For the vast majority of CTO, antegrade wiring should be done first. The new generation of wires offer excellent wire control and can often cross even long CTOs quickly, therefore a brief antegrade attempt should be considered in the vast majority of CTOs. Performing antegrade preparation first before starting retrograde also reduces the amount of time the retrograde system is engaged in the donor artery and therefore reduces the risk of donor artery thrombosis/ischemia. Antegrade preparation also allows the operator to go straight to reverse CART once retrograde wire overlaps with the antegrade wire. Since reverse CART is a much faster method to get wire crossing compared to retrograde wiring, the procedure will be shortened by going straight to reverse CART. Also, going directly to reverse CART can prevent the complications of retrograde wiring including, the risk of retrograde wire causing hematoma in normal vessel proximal to the CTO or in the case of ostial LAD CTO, wiring subintimally into the left main and out into the aorta.
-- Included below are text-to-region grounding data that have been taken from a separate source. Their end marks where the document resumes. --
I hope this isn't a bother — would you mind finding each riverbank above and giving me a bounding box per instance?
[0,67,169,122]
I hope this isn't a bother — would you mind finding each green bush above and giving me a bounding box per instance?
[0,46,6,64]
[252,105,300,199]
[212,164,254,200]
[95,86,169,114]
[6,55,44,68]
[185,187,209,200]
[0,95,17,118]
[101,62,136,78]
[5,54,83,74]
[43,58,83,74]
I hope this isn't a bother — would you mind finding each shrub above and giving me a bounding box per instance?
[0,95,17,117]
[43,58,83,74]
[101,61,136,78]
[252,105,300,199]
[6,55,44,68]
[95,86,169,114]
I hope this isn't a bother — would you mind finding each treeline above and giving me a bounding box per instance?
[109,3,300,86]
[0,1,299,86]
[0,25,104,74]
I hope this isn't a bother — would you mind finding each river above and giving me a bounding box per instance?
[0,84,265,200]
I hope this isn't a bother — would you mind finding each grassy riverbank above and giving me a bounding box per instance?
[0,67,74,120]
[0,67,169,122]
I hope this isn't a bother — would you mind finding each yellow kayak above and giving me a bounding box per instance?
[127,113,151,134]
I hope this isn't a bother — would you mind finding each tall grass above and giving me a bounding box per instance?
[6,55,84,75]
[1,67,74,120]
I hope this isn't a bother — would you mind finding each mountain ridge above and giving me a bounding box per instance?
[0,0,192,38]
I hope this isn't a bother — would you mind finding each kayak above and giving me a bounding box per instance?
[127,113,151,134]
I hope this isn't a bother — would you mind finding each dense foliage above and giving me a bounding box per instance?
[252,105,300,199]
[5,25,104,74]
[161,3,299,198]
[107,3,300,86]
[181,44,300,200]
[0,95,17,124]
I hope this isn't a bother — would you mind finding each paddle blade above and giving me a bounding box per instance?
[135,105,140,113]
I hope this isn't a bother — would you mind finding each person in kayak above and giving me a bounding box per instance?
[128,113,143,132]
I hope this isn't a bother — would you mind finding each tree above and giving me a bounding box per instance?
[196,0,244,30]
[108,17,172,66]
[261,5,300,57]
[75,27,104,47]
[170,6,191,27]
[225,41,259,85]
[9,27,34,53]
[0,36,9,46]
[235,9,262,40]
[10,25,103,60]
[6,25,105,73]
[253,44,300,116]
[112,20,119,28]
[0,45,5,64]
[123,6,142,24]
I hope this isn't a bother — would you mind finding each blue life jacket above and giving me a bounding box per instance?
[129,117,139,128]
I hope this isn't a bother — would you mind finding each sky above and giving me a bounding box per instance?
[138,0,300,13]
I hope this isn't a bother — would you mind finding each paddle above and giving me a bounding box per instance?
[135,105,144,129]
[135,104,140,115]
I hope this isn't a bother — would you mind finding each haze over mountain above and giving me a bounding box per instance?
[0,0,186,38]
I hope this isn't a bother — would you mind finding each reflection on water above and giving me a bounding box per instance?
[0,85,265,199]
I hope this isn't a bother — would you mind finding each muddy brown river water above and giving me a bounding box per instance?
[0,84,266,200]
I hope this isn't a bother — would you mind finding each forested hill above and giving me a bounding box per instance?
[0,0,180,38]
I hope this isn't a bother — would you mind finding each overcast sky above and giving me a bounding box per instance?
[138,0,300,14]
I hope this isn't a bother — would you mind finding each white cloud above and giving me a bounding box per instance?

The consequence of retrograde wiring into subintimal left main and out of the aorta are horrific as after stenting there will be circumflex artery occlusion.

In conclusion, the rationale for antegrade preparation first are
1. Antegrade wiring is often successful,
2. It reduces donor artery risk by reducing retrograde system engagement time,
3. It encourages direct reverse CART which reduces procedure time, and
4. It prevents the risks associated with single retrograde wire crossing.